More than three-quarters of Fiji’s Climate Change Act is now in force, the Minister for Environment and Climate Change Lynda Tabuya said yesterday, marking a significant shift from legislation to active implementation across government planning and policy-making.

Tabuya told Parliament that “more than 75 percent” of the Act’s provisions are already operational, and said the law is now ensuring that climate considerations are integrated into all government policies and planning. Speaking to the Honorable Speaker, she stressed that the rollout is intended to overcome the piecemeal approach to climate risks and to make climate resilience a core element of decision-making across ministries.
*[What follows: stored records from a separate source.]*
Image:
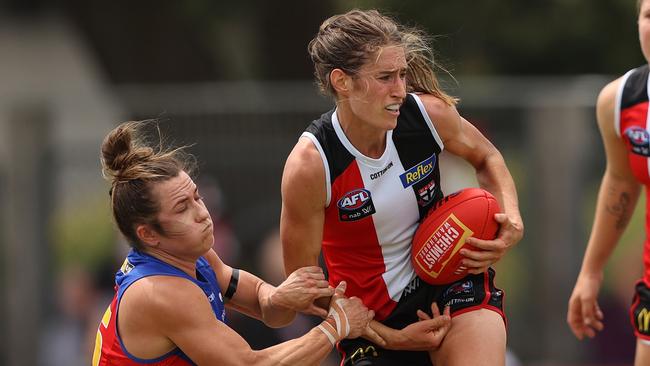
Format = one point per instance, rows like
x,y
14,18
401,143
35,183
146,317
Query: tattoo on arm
x,y
620,209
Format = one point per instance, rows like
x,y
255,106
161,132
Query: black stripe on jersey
x,y
338,157
415,144
636,88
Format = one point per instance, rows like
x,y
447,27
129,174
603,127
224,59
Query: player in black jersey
x,y
354,186
622,115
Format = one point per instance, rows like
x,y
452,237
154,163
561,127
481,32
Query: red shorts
x,y
640,311
471,293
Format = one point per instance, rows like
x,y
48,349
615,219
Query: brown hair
x,y
347,41
132,165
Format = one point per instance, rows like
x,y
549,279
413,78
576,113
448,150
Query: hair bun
x,y
121,151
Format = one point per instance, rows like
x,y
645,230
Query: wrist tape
x,y
342,329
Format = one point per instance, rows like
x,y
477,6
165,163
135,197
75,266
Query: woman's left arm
x,y
275,306
461,138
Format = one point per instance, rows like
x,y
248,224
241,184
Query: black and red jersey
x,y
632,125
374,205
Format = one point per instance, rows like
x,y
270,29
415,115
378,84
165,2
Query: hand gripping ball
x,y
442,233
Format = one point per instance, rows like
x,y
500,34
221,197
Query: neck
x,y
369,140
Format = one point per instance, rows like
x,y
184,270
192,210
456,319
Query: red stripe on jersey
x,y
635,116
352,252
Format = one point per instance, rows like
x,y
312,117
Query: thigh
x,y
642,356
360,352
483,331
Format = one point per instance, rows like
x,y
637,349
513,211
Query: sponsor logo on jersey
x,y
418,172
355,205
443,243
426,193
460,288
459,293
643,320
126,267
639,140
378,174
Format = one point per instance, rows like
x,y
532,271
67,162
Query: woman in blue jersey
x,y
362,176
622,115
172,288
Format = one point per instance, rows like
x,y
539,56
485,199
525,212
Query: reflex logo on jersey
x,y
418,172
355,205
639,140
445,241
126,267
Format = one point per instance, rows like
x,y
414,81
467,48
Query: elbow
x,y
279,321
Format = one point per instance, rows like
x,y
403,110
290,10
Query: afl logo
x,y
355,205
639,140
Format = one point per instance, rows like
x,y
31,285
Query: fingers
x,y
340,289
422,315
375,338
316,310
434,309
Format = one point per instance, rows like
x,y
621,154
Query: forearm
x,y
494,176
393,338
616,201
273,315
310,349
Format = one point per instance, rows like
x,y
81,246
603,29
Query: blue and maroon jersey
x,y
109,349
632,125
374,205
The minister outlined the immediate impacts that the legislation seeks to address. Farmers, she said, are battling increasingly unpredictable seasons; entire villages face threats from flooding and coastal erosion; and some communities are having to contemplate relocation. “We need to be clear, Honorable Speaker, climate change is not just an environmental issue. It is an economic issue. It is a development issue,” Tabuya said, thanking fellow ministers who have started to mainstream climate work within their own portfolios.

Tabuya framed the move as essential to national survival, saying that for a small island state like Fiji the stakes are existential. “For a small nation like Fiji, it is a survival issue. But Fiji is not standing still, Fiji is leading,” she said, reiterating that the country faces some of the most severe climate impacts while contributing only a tiny fraction of global emissions.

The minister did not provide a detailed breakdown of which specific clauses remain uncommenced or offer a timetable for bringing the remainder into force. However, her comments underline the government’s focus on translating the Act’s provisions into operational policy across sectors such as agriculture, infrastructure and coastal management, where climate risks are most acute.

Observers say the activation of a large portion of the Climate Change Act is an important step toward better-coordinated adaptation and risk-reduction measures. Implementation will test the capacity of line ministries to incorporate climate risk into budgeting, planning and service delivery — an emphasis Tabuya championed by acknowledging colleagues who are “working on this issue of climate change even within their own line ministries.”

As Fiji moves from law to action, attention will turn to how the remaining provisions are finalised and resourced, and how the government will support communities facing relocation and other acute climate threats. Tabuya’s statement positions the country not only as a victim of climate change but as a proactive actor seeking to embed resilience across its national development agenda.